Temperatures were initially 48° F, decreasing to 34° F as rooting proceeded. Plants were given a total of 17 or 18 weeks of cold. After cooling, plants were forced in the greenhouse at a 63° F night temperature and 63 to 68° F day temperature.
Florel drenches were applied at 0 to 500 ppm at volumes of 2 ounces per 4-inch pot and 4 ounces per 6-inch pot. The time of application was the same as for a normal Florel spray: when daffodil leaves were about 3 to 4 inches tall, and for hyacinths three to four days before the lowest flower opened. Results are summarized below.
• Florel drenches are a useful method of height control in pot daffodils. Good height control, and especially reduced postharvest growth were seen with Florel drenches. Figures 2 and 3 show ‘Carlton’ and ‘Ice Follies’ drenched with 0- to 500-ppm Florel.
• Most daffodil cultivars showed excellent control with a 200-ppm drench (4 ounces of drench per 6-inch pot) with little additional effect as rates increased up to 500 ppm. Cultivars such as ‘Carlton’, ‘Ice Follies’, ‘Primeur’, ‘Exception’, ‘Cotinga’, ‘Ice King’, ‘Tahiti’, ‘Marieke’ and ‘Westward’ performed well with Florel drenches.

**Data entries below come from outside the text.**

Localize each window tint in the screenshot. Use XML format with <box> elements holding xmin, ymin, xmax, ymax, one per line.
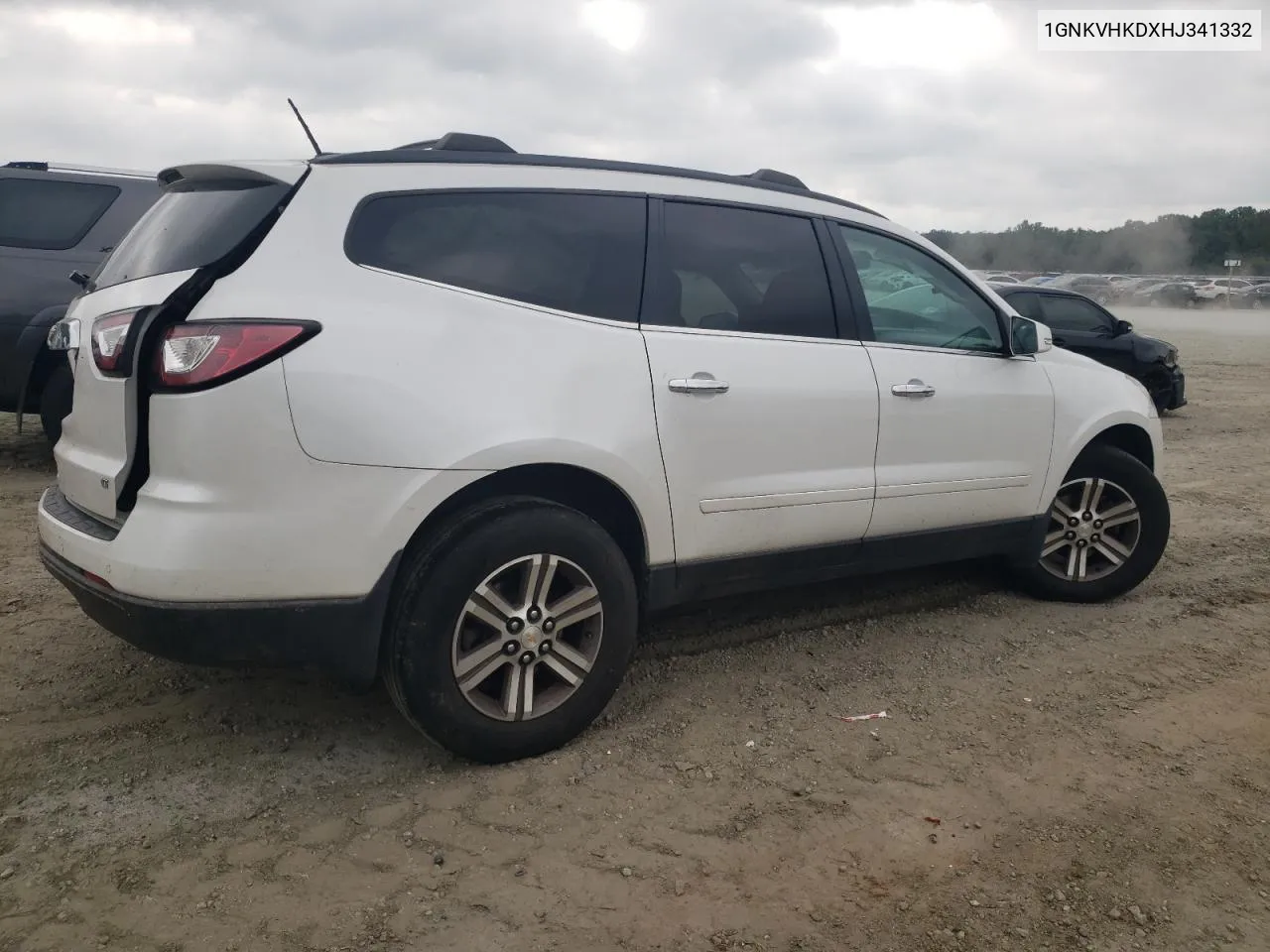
<box><xmin>645</xmin><ymin>202</ymin><xmax>837</xmax><ymax>337</ymax></box>
<box><xmin>92</xmin><ymin>178</ymin><xmax>289</xmax><ymax>289</ymax></box>
<box><xmin>0</xmin><ymin>178</ymin><xmax>119</xmax><ymax>251</ymax></box>
<box><xmin>345</xmin><ymin>191</ymin><xmax>647</xmax><ymax>321</ymax></box>
<box><xmin>1043</xmin><ymin>298</ymin><xmax>1110</xmax><ymax>334</ymax></box>
<box><xmin>839</xmin><ymin>225</ymin><xmax>1003</xmax><ymax>353</ymax></box>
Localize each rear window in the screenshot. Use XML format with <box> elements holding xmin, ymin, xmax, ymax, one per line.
<box><xmin>344</xmin><ymin>191</ymin><xmax>647</xmax><ymax>322</ymax></box>
<box><xmin>92</xmin><ymin>178</ymin><xmax>289</xmax><ymax>289</ymax></box>
<box><xmin>0</xmin><ymin>178</ymin><xmax>119</xmax><ymax>251</ymax></box>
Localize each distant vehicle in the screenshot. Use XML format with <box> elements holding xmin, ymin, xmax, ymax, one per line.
<box><xmin>992</xmin><ymin>285</ymin><xmax>1187</xmax><ymax>412</ymax></box>
<box><xmin>1128</xmin><ymin>281</ymin><xmax>1195</xmax><ymax>307</ymax></box>
<box><xmin>1195</xmin><ymin>278</ymin><xmax>1252</xmax><ymax>303</ymax></box>
<box><xmin>0</xmin><ymin>163</ymin><xmax>159</xmax><ymax>443</ymax></box>
<box><xmin>1047</xmin><ymin>274</ymin><xmax>1115</xmax><ymax>304</ymax></box>
<box><xmin>1230</xmin><ymin>282</ymin><xmax>1270</xmax><ymax>309</ymax></box>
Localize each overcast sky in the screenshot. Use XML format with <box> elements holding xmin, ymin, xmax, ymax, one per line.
<box><xmin>0</xmin><ymin>0</ymin><xmax>1270</xmax><ymax>230</ymax></box>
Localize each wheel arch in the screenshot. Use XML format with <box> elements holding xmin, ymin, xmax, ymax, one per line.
<box><xmin>1077</xmin><ymin>422</ymin><xmax>1156</xmax><ymax>472</ymax></box>
<box><xmin>376</xmin><ymin>463</ymin><xmax>649</xmax><ymax>680</ymax></box>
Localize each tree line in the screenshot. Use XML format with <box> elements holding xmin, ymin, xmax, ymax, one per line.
<box><xmin>926</xmin><ymin>205</ymin><xmax>1270</xmax><ymax>274</ymax></box>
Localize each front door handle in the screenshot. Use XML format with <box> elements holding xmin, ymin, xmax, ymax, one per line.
<box><xmin>670</xmin><ymin>373</ymin><xmax>727</xmax><ymax>394</ymax></box>
<box><xmin>890</xmin><ymin>377</ymin><xmax>935</xmax><ymax>398</ymax></box>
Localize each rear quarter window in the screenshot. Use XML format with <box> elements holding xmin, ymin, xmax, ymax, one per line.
<box><xmin>92</xmin><ymin>178</ymin><xmax>290</xmax><ymax>289</ymax></box>
<box><xmin>0</xmin><ymin>178</ymin><xmax>119</xmax><ymax>251</ymax></box>
<box><xmin>344</xmin><ymin>191</ymin><xmax>647</xmax><ymax>322</ymax></box>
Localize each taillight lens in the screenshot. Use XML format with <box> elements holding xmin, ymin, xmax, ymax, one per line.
<box><xmin>155</xmin><ymin>321</ymin><xmax>318</xmax><ymax>390</ymax></box>
<box><xmin>91</xmin><ymin>309</ymin><xmax>137</xmax><ymax>373</ymax></box>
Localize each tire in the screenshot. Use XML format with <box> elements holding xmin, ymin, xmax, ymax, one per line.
<box><xmin>384</xmin><ymin>498</ymin><xmax>639</xmax><ymax>765</ymax></box>
<box><xmin>1015</xmin><ymin>445</ymin><xmax>1170</xmax><ymax>603</ymax></box>
<box><xmin>40</xmin><ymin>364</ymin><xmax>75</xmax><ymax>445</ymax></box>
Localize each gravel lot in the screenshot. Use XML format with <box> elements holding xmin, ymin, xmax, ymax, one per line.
<box><xmin>0</xmin><ymin>309</ymin><xmax>1270</xmax><ymax>952</ymax></box>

• Regarding timing of the drench in the greenhouse, initial experiments suggest a slightly greater effect from drenches made even later than normal Florel sprays. More work needs to be done on this, but it seems clear that there is no benefit from applying Florel drenches very early. See photo of ‘Primeur’ in Figure 4.
• For most daffodil cultivars there was no difference in flower number or senescence and we have never seen direct phytotoxicity from Florel drenches on bulb crops. There does tend to be a slight delay in flowering (one to four days, varying by cultivar), though this may not be commercially significant.
• ‘Tete-a-Tete’ is the most popular daffodil cultivar, and is widely used for 4-inch production. In some experiments, we have seen fewer flowers on ‘Tete-a-Tete’ treated with a Florel drench. As the concentration of Florel in drenches increased, the number of open flowers was reduced. This was mainly seen with very early treatments (two days after transfer to the greenhouse). Applications at four or seven days after transfer to the greenhouse did not reduce ‘Tete-a-Tete’ flower numbers. Accordingly, Florel drenches should be used with great caution on ‘Tete-a-Tete’. It is hoped that more research will reveal a robust system for handling Florel drenches with this important cultivar.
• Two daffodil cultivars, ‘Thalia’ and ‘Geranium’, showed flower abortion from Florel drenches, so it is clear that there are cultivar response differences.
• Hyacinths also show a good response to Florel drenches, as seen with the ‘Pink Pearl’ (Figure 5).
Overall, this work highlights the potential for an entirely new way to approach the use of Florel. Drenches might offer the opportunity for “slow release” ethylene release from Florel, and release rates might be adjusted by substrate pH, and possibly other factors that remain to be studied (for example, temperature, crop type, relative humidity, etc.).
We must clearly note, however, a drench application of Florel is not labeled and so we can not recommend this application method use at this time. The results presented here, especially on daffodils, are very encouraging, and we hope might lead to consideration of drenches as a labeled use for this material in the future. Finally, although not tested, we would expect the new PGR Collate (which also contains ethephon) to elicit similar responses.
A new drench technique shows promising results when used on bulbs.